The above case shows the score of blocks during regular chain conditions, but there are certain moments when the chain temporarily behaves differently, for example when there is a missed block. In that scenario, there are some extra attestations pending to be included in a block (that were supposed to be included in the missed one). Therefore, we have measured the block score after a missed block, when the proposer is able to include more attestations than usual.
First, we can observe that the average block score of the 5 clients is higher now. It sits at around 18000 in comparison to 11750 on normal conditions. As there are more attestations pending to be included in a block, more rewards can be achieved.
Then, the average block score of each of the clients is not so similar now. In this case, Lighthouse achieves an average block score of 20285 which is around 12% on top of the average across all clients. The difference between the highest average score (Lighthouse) and the lowest average score (Nimbus) is 3389, which represents an 18% difference. Therefore, we see an important difference in the block scores after a missed block. However, missed blocks are not frequent, thus in the long run this difference smoothes out with all the other rewards.

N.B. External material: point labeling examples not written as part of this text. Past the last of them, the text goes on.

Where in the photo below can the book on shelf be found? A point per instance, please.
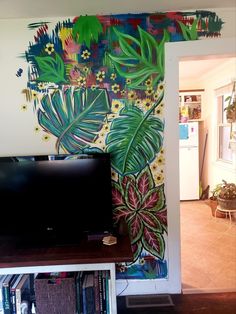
(88, 294)
(2, 277)
(22, 292)
(6, 294)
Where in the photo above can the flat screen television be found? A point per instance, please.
(55, 199)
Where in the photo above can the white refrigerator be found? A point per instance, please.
(189, 160)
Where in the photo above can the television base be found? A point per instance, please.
(97, 236)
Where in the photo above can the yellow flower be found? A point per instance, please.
(149, 91)
(36, 129)
(46, 138)
(86, 70)
(41, 85)
(49, 48)
(160, 87)
(85, 54)
(100, 76)
(132, 95)
(159, 111)
(81, 81)
(34, 94)
(115, 88)
(154, 167)
(24, 107)
(116, 105)
(113, 76)
(138, 102)
(161, 160)
(114, 176)
(93, 87)
(147, 103)
(159, 178)
(156, 95)
(148, 82)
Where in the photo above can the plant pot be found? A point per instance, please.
(227, 204)
(213, 204)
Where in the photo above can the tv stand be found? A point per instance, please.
(88, 256)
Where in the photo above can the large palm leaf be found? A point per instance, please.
(134, 140)
(74, 116)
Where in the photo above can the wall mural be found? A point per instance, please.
(97, 84)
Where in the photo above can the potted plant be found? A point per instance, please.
(226, 197)
(231, 107)
(213, 202)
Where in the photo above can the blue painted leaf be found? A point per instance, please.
(51, 69)
(74, 116)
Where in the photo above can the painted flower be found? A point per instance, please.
(85, 54)
(161, 160)
(49, 48)
(138, 102)
(113, 76)
(100, 76)
(24, 107)
(46, 138)
(156, 95)
(149, 91)
(81, 81)
(141, 204)
(160, 87)
(86, 70)
(132, 95)
(36, 129)
(115, 88)
(41, 85)
(93, 87)
(116, 105)
(159, 178)
(141, 261)
(148, 82)
(147, 103)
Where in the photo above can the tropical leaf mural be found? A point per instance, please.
(74, 116)
(142, 205)
(97, 85)
(140, 59)
(134, 139)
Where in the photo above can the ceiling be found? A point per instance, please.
(194, 69)
(56, 8)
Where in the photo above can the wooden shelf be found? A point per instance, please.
(85, 253)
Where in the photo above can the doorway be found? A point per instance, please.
(175, 52)
(204, 268)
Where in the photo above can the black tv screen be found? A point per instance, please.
(55, 198)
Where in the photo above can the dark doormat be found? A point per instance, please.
(155, 300)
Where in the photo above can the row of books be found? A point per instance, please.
(15, 293)
(92, 291)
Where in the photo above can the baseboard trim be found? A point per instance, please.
(207, 290)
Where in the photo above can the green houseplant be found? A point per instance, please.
(226, 197)
(231, 106)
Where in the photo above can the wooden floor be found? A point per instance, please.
(208, 250)
(208, 303)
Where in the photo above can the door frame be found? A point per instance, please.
(174, 53)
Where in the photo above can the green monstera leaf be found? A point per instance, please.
(134, 140)
(140, 59)
(74, 116)
(86, 30)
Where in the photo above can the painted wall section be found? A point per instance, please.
(96, 83)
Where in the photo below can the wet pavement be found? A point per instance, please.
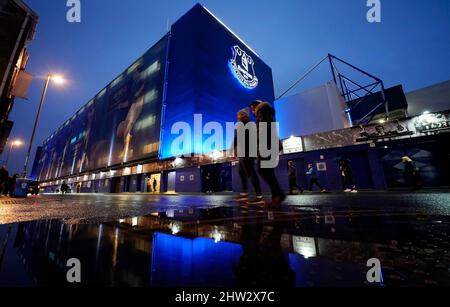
(210, 241)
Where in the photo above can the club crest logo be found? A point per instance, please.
(243, 68)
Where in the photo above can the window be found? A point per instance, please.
(116, 81)
(101, 93)
(151, 69)
(150, 96)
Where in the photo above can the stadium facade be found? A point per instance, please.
(120, 141)
(199, 67)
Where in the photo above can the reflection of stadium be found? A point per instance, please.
(221, 247)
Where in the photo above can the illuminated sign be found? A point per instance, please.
(243, 68)
(292, 145)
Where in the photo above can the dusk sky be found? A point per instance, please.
(411, 46)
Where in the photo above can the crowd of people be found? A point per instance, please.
(265, 113)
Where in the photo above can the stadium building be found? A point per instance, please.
(121, 140)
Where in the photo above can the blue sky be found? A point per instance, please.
(411, 45)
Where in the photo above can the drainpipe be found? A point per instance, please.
(13, 54)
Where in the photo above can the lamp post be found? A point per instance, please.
(15, 143)
(58, 80)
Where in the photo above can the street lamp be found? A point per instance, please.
(15, 143)
(58, 80)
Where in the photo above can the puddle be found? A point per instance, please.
(226, 247)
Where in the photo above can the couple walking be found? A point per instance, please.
(264, 113)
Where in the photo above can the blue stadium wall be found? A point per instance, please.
(201, 79)
(121, 124)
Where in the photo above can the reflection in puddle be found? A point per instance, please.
(230, 247)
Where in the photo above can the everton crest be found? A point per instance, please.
(243, 68)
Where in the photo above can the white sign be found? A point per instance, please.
(292, 145)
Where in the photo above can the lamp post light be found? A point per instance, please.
(15, 143)
(58, 80)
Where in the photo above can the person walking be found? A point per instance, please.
(11, 185)
(155, 184)
(347, 174)
(64, 188)
(208, 180)
(265, 113)
(3, 178)
(246, 163)
(313, 179)
(410, 173)
(292, 178)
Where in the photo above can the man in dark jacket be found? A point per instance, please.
(313, 179)
(246, 162)
(292, 177)
(265, 113)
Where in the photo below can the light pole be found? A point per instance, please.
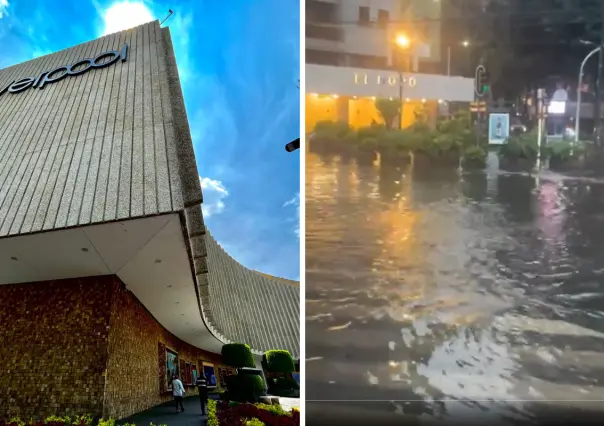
(403, 42)
(578, 109)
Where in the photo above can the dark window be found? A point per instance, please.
(364, 18)
(319, 11)
(366, 61)
(321, 57)
(323, 32)
(383, 18)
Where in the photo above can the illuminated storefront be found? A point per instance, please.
(349, 94)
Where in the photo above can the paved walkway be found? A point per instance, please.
(165, 414)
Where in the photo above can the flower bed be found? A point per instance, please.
(64, 421)
(234, 414)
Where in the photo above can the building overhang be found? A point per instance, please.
(366, 83)
(149, 255)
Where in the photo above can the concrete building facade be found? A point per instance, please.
(107, 271)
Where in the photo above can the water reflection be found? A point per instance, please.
(460, 294)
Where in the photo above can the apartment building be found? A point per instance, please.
(353, 58)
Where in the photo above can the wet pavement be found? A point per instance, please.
(445, 297)
(165, 414)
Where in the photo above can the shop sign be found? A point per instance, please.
(77, 68)
(391, 80)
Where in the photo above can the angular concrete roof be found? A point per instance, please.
(113, 143)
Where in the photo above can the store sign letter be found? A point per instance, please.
(77, 68)
(362, 78)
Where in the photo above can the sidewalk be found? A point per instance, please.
(165, 414)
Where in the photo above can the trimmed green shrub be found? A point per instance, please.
(336, 129)
(278, 361)
(475, 156)
(245, 387)
(521, 147)
(237, 355)
(389, 109)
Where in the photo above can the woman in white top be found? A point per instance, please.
(178, 390)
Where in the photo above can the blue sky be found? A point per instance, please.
(239, 63)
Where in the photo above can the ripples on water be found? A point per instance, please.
(458, 294)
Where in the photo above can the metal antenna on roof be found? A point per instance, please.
(169, 14)
(293, 145)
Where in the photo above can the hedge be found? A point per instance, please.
(278, 361)
(238, 355)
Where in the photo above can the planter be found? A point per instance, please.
(516, 164)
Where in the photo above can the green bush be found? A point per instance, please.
(238, 355)
(275, 409)
(374, 131)
(564, 150)
(475, 156)
(521, 147)
(331, 129)
(278, 361)
(389, 109)
(368, 145)
(245, 387)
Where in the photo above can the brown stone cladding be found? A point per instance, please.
(83, 346)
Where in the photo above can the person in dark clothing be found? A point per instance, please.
(202, 387)
(178, 390)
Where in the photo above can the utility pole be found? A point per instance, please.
(597, 109)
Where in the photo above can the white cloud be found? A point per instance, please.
(295, 202)
(214, 193)
(3, 8)
(124, 15)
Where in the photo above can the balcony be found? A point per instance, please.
(323, 32)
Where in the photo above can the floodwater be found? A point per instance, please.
(453, 297)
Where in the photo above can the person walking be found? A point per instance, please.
(178, 390)
(202, 387)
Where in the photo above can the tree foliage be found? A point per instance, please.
(524, 42)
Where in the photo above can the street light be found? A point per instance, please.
(578, 109)
(403, 42)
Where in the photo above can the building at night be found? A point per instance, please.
(108, 275)
(354, 57)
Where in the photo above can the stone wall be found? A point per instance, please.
(82, 346)
(53, 347)
(135, 368)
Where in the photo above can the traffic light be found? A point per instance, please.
(481, 81)
(486, 83)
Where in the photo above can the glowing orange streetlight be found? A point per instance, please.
(402, 41)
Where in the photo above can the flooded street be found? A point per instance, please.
(453, 297)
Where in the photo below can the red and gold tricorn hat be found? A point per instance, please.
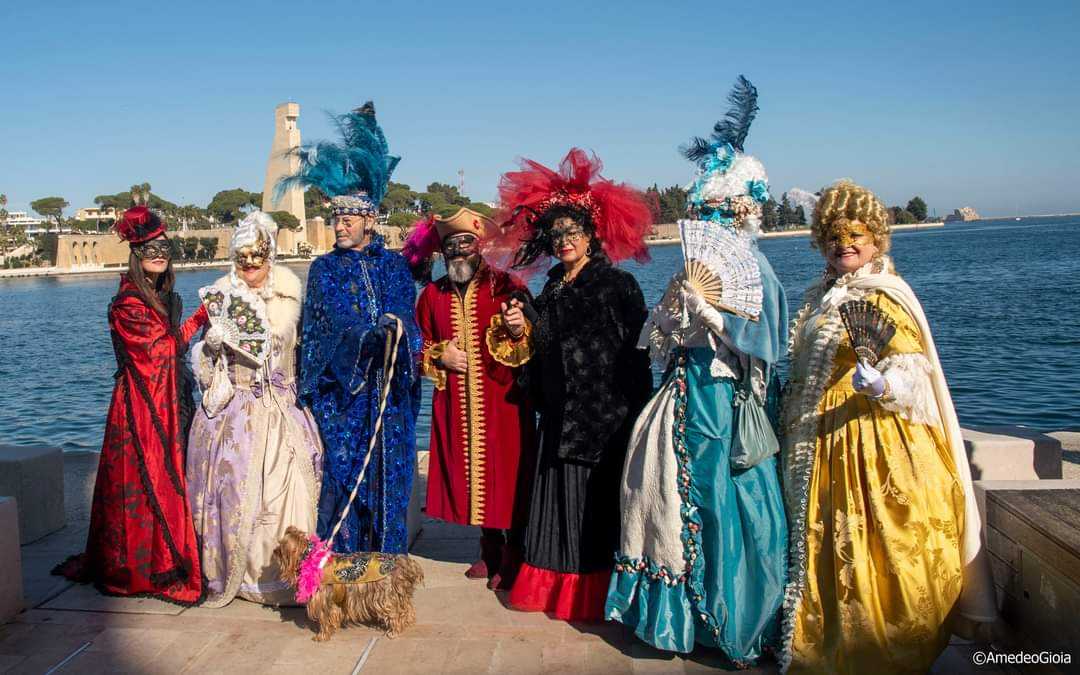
(139, 225)
(428, 234)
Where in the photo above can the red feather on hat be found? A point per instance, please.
(138, 225)
(620, 213)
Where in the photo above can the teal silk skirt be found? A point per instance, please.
(734, 536)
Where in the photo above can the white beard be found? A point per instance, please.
(460, 270)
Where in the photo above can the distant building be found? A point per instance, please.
(19, 218)
(96, 213)
(962, 215)
(30, 225)
(284, 162)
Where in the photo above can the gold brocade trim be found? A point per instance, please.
(504, 348)
(471, 397)
(430, 367)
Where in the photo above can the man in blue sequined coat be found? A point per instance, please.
(353, 292)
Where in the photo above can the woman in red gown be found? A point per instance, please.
(142, 539)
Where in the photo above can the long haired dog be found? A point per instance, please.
(362, 588)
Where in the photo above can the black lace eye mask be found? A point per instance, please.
(154, 248)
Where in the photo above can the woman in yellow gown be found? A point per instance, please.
(883, 526)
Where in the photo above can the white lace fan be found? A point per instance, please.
(242, 321)
(721, 267)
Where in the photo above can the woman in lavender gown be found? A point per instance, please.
(255, 457)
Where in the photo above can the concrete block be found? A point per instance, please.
(11, 564)
(1012, 454)
(414, 521)
(984, 486)
(34, 475)
(1035, 548)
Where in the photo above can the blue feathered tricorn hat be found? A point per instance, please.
(354, 172)
(730, 186)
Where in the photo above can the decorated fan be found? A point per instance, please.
(721, 267)
(241, 319)
(868, 328)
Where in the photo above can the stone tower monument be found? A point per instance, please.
(286, 136)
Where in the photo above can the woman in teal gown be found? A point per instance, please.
(703, 550)
(702, 556)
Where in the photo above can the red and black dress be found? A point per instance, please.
(589, 381)
(142, 539)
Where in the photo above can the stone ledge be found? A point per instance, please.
(11, 561)
(34, 475)
(1012, 454)
(1034, 550)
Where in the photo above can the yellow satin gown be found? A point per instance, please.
(885, 511)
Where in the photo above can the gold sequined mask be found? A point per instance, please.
(847, 233)
(253, 256)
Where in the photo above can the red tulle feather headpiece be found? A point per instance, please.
(422, 242)
(139, 225)
(620, 213)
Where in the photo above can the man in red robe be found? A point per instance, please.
(482, 429)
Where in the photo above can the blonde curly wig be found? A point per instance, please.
(844, 202)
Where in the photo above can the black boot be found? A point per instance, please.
(491, 542)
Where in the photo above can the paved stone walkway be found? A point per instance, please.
(462, 628)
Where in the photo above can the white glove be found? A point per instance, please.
(867, 380)
(214, 338)
(698, 306)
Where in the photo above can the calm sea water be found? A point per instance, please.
(1001, 298)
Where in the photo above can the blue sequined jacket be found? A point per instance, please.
(341, 350)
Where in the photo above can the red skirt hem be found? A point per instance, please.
(564, 595)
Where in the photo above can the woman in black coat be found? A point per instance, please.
(589, 382)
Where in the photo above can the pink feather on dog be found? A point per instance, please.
(311, 569)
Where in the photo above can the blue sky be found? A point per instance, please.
(964, 104)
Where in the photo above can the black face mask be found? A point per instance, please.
(459, 246)
(153, 248)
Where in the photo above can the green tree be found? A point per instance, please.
(285, 220)
(672, 203)
(230, 205)
(918, 208)
(176, 245)
(48, 245)
(50, 207)
(402, 219)
(119, 201)
(190, 245)
(399, 198)
(800, 216)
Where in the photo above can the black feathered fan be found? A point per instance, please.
(868, 328)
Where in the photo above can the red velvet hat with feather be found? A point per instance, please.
(620, 214)
(139, 225)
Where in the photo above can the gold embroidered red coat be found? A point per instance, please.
(482, 428)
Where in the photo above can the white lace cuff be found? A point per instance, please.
(910, 392)
(202, 364)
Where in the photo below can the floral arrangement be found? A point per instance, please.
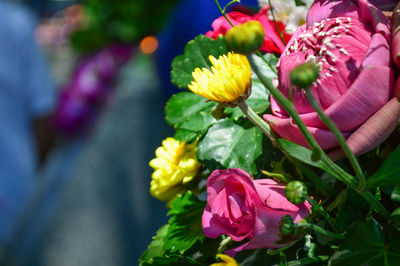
(286, 143)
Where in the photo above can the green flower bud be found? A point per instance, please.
(286, 225)
(304, 75)
(245, 38)
(296, 192)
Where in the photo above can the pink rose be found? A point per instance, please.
(351, 41)
(243, 208)
(272, 42)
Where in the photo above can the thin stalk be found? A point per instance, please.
(230, 3)
(268, 63)
(324, 213)
(256, 120)
(342, 141)
(223, 12)
(320, 230)
(276, 24)
(339, 173)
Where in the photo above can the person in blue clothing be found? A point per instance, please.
(26, 97)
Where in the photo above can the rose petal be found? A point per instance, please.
(273, 196)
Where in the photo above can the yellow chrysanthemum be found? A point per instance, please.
(175, 164)
(226, 261)
(229, 78)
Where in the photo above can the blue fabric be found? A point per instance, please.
(26, 92)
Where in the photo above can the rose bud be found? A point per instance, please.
(243, 208)
(296, 192)
(272, 42)
(245, 38)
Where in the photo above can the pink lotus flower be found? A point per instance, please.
(351, 42)
(243, 208)
(272, 42)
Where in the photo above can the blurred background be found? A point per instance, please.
(83, 85)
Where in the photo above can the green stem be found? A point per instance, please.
(320, 230)
(342, 141)
(223, 12)
(322, 211)
(230, 3)
(267, 62)
(257, 120)
(338, 172)
(276, 24)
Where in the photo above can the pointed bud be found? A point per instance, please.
(303, 76)
(296, 192)
(286, 225)
(245, 38)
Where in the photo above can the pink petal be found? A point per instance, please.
(323, 9)
(273, 196)
(374, 131)
(357, 105)
(378, 53)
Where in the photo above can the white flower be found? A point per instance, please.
(287, 12)
(296, 18)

During this study we have analyzed how much CL rewards each of the CL clients obtains, measuring three different metrics; i) graffiti-based analysis, ii) entity-based analysis and iii) a block proposal scoring system. From the analyzed data, we can highlight the following observations:
Looking at short periods of time (a week) one can find important reward differences across CL clients (up to 17% were observed); but they are likely to be related to sync committees duties, block proposals and other network conditions.
When comparing CL rewards over a long period of time (e.g., six months) the difference across all CL clients is rather negligible, between -0.7% and +0.7% compared to the global average.
There are differences in block proposal rewards after a missed block, where score differences rise up to 18%. It would be interesting to look at how different CL clients handle those situations.
In conclusion, the large differences in rewards across clients are mostly transient and related to different system conditions. This confirms that, even though one client could temporarily obtain more rewards than others (due to several block proposals, sync committees or even network alterations), if we measure over a long period of time, the obtained rewards would be roughly the same for all CL clients.
This is not a bad result because it demonstrates that all of the consensus layer clients are capable of running a validator in the network with a similar output and this should lead to higher client diversity, which in turn should make the network more robust.